Forgot to say, Mr. Matthew Calhoun, that I will be pretty much offline next week because I will be glued to the TV watching the indictment of the “Big Elephant in the Room.” Tee, hee! (And, it goes without saying that the elephant is a well-known “Republican”!) I love sparring with you, though, over things I passionately support such as trees and “sensible” decisions in Albany. So, I will be back.
Go to City web site. Search for “Urban Renewal Projects” Open the link. Link on right says “Past Urban Renewal Projects” You can dive in to see lindividual Iocation & cost.

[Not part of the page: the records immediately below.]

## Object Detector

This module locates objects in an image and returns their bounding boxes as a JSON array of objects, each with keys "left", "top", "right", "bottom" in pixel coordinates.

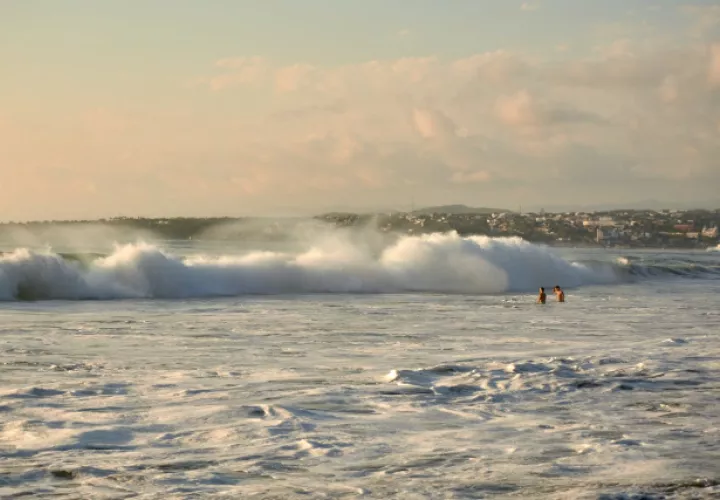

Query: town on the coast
[
  {"left": 0, "top": 205, "right": 720, "bottom": 249},
  {"left": 322, "top": 205, "right": 720, "bottom": 248}
]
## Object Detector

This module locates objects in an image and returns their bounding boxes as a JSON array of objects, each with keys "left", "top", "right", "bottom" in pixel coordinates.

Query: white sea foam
[{"left": 0, "top": 233, "right": 618, "bottom": 300}]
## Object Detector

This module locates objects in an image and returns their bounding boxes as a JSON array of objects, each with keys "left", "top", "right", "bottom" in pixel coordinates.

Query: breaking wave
[{"left": 0, "top": 233, "right": 720, "bottom": 300}]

My point is that an urban renewal “project” is not necessarily an urban renewal “district” where tax incremental financing has been set up with property taxes frozen in that district for 20 plus years, and the amount that would have been paid into overall tax coffers without the “tax district being in effect” is used by that district to finance their pet projects. I’m asking you, since you are the champion of tax incremental financing, to please tell me if the past Albany urban projects used tax incremental financing. Just a yes or no would be nice. Thank you, Ray.
I can answer that one! Yes! The whole South Albany area around 34th/Waverly/ the high school was an urban renewal district. The bonds were retired in the late 90’s.
Thank you, Sharon. I didn’t know that.
“… an urban renewal “project” is not necessarily an urban renewal “district”…
I can only speak to our URD in that it has *always* had multiple “projects” in and part of it. It was not formed to have a single project. I’m not aware of any URD that is formed that way. They all have multiple goal (projects) to pursue over their lifespan – and those do change over time.
“…please tell me if the past Albany urban projects used tax incremental financing.”
I didn’t say CARA was a single project. I know there are many parts of CARA’s redoing of downtown. I meant project in a “blanket,” overall sense. You seem to always find a way to change the subject, of modify it, so that you don’t have to admit to a wrongful or misguided aspect of anything.
Means the building is down why not put a water park there for them hot summer days the people going to river rythems have a chance to cool off. Or even use it for a park with picnic tables and have a spot for food trucks. Instead of having them all around monieth park have them all in one spot
Well if they were going for a empty field I would suggest putting in a water park so people can cool down on the hot summer days, during river rythens ( oh wait they are tearing that up for new remodel).with clean water(not the river never know what is in there) if not that several other options have a pay for parking parking lot so during concerts at least people might be able to get around downtown. Or put in a small park with tables and a area for food trucks ( speaking of food trucks why are they in millersburg and North Albany is there something wrong with in town besides the few that are here and there)
Hey, what happened to punctuation?
The story is about the time capsule and where it might be not CARA, TIF, or Urban Renewal. Cap B and Ray – maybe you could take your discussion/argument off line.
Well, one person said the time capsule is probably where the front door was. No one else had any suggestions. Yours are welcome. The time capsule is after all supposedly in the building they tore down. So, we were all talking about our dismay over the building being torn down in the first place!! I do not want to talk offline to the people who answer Hasso’s blog, and we are not allowed to have their e-mail addresses, and that is an excellent rule, Hasso. (Thank you, Hasso.) So, Diane, thanks, but no, thanks!